版权声明:本文为博主九师兄(QQ群:spark源代码 198279782 欢迎来探讨技术)原创文章,未经博主允许不得转载。 https://blog.csdn.net/qq_21383435/article/details/81585363
1. 环境如下
参考:https://blog.csdn.net/qq_21383435/article/details/79240276
1.1 安装Anaconda
https://www.anaconda.com/download/#macos
注意:这里建议下载Python 2.7 version *
,因为最新的spark可能不支持
1.2 配置环境变量
lcc@lcc ~$ vim .bash_profile
export SPARK_HOME=/Users/lcc/soft/spark/spark-2.0.1-bin-hadoop2.7
export PATH=$PATH:$SPARK_HOME/bin
export PYTHONPATH=/Users/lcc/soft/spark/spark-2.0.1-bin-hadoop2.7/python:/Users/lcc/soft/spark/spark-2.0.1-bin-hadoop2.7/python/lib/py4j-0.10.3-src.zip
export PYSPARK_DRIVER_PYTHON=/anaconda2/bin/ipython
# added by Anaconda2 5.2.0 installer
export PATH="/anaconda2/bin:$PATH"
1.3 配置PyCharm
1.4 使用python代码找到Python site-packages目录位置
lcc@lcc anaconda2$ python
Python 2.7.15 |Anaconda, Inc.| (default, May 1 2018, 18:37:05)
[GCC 4.2.1 Compatible Clang 4.0.1 (tags/RELEASE_401/final)] on darwin
Type "help", "copyright", "credits" or "license" for more information.
>>> ls
Traceback (most recent call last):
File "<stdin>", line 1, in <module>
NameError: name 'ls' is not defined
>>> import os
>>> os.path.dirname(os.__file__)
'/anaconda2/lib/python2.7'
>>> exit()
lcc@lcc site-packages$ pwd
/anaconda2/lib/python2.7/site-packages
配置,不知道啥用
lcc@lcc site-packages$ vim pyspark.pth
lcc@lcc site-packages$ cat pyspark.pth
/Users/lcc/soft/spark/spark-2.0.1-bin-hadoop2.7/python
lcc@lcc site-packages$
1.5 安装py4j 不知道要不要安装(版本也有要求)
lcc@lcc site-packages$ pip install py4j
Collecting py4j
Using cached https://files.pythonhosted.org/packages/e3/53/c737818eb9a7dc32a7cd4f1396e787bd94200c3997c72c1dbe028587bd76/py4j-0.10.7-py2.py3-none-any.whl
distributed 1.21.8 requires msgpack, which is not installed.
grin 1.2.1 requires argparse>=1.1, which is not installed.

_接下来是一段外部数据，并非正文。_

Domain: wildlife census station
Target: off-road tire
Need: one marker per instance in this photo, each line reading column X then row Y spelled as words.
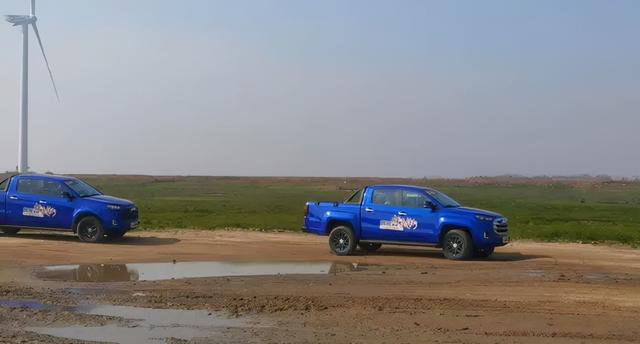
column 342, row 241
column 89, row 229
column 10, row 231
column 484, row 253
column 369, row 246
column 457, row 245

Installing collected packages: py4j
Successfully installed py4j-0.10.7
You are using pip version 10.0.1, however version 18.0 is available.
You should consider upgrading via the 'pip install --upgrade pip' command.
lcc@lcc site-packages$
2. 运行准备
2.1 代码
# !/usr/bin/python2
# -*- coding: UTF-8 -*-
from pyspark.sql import SparkSession
import os
print(os.environ['SPARK_HOME'])
print(os.environ['HADOOP_HOME'])
if __name__ == '__main__':
spark = SparkSession.builder.master("local").appName("Word Count").getOrCreate()
# 从文件中读取
rdd = spark.read.json('/lcc/student3.json')
rdd.createOrReplaceTempView("employees")
rdd = spark.sql("SELECT * from employees")
rdd.printSchema()
rdd.show()
print(rdd.collect())
print("aa")
spark.stop()
2.2 开启hdfs
开启hdfs保证启动成功,这里本来想用本地文件,但是默认读取hdfs,可能是我配置的问题
lcc@lcc ~$ cd $HADOOP_HOME
lcc@lcc hadoop$ sbin/start-all.sh
2.3 建立json文件,
按照spark的说法,这里的jsonFile是特殊的文件:它是按行分隔多个JSON对象,否则的话就会出错。
以下是一个jsonFile的内容:
scala> val path = "examples/src/main/resources/people.json"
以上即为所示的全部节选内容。